Armistead did express her wishes for certain traditions and organizations to continue, such as the annual paddle out hosted by the university’s surf team and Blunite, an organization created after the tragedy which works to promote solidarity and hope within Isla Vista and the surrounding community.

While the Isla Vista shooting has become less prominent over time, the issue of gun control and gun violence has remained strongly relevant. According to Armistead, advocacy work surrounding the issue is one of the political emphases for students this year. Political activism is also seen as one of the ways the community has been able to heal and move forward over the past four years.

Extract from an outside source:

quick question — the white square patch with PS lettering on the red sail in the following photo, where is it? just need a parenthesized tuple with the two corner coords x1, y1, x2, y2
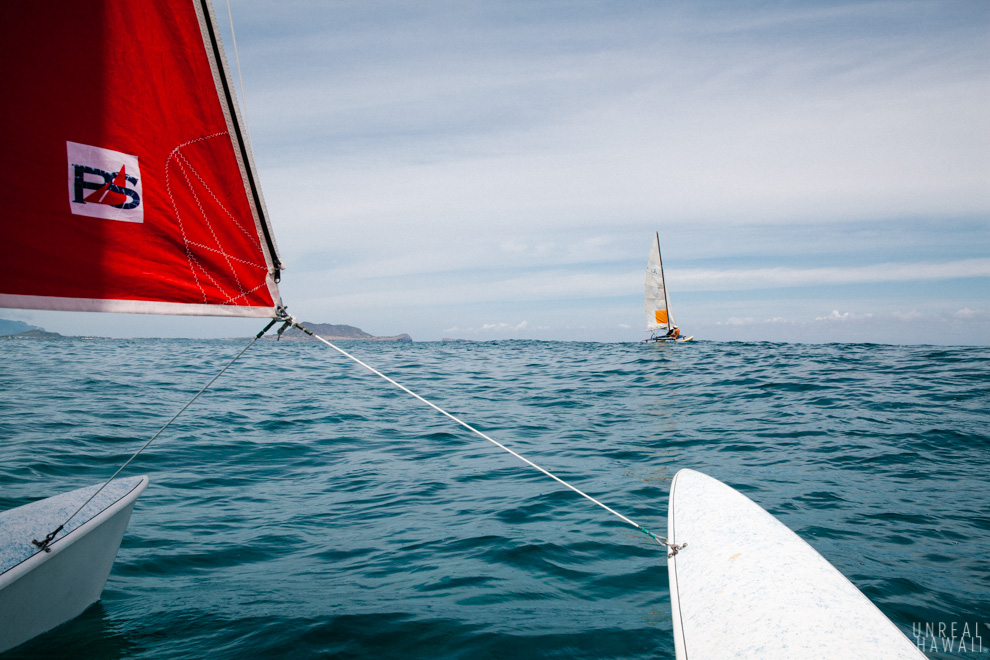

“I can say that being able to pass legislation and feeling like that is something in your grasp makes people feel like they have agency,” said Monte-Angel Richardson, UCSB alumna and a graduate student at the University of Michigan studying the impact of the Isla Vista tragedy on the community’s growth.

While political work has been integral for the community’s growth after the tragedy, other social campaigns such as the “I [Heart] UCSB” pledge and an emphasis on keeping events exclusively to locals have also played a large role in fundamentally changing campus and local culture.

“After the tragedy and things that were happening that year, students really understood this is our community and we need to take care of our community,” Armistead said. “That sentiment became stronger than I had ever seen it after that year. I think it still continues because the culture has been forever affected and changed.”

With the university is oving on from the incident, memorializing has now evolved to be more inclusive to all the students UCSB has lost, not just to the shooting. According to Armistead, it’s a welcome change as the school continues its trajectory of growth out of the tragic event.

“I like that we’re moving towards inclusivity and thinking about all students,” Armistead said. “There’s something nice about the sense of us moving forward and thinking about how we can take care of all our students while still keeping tradition.”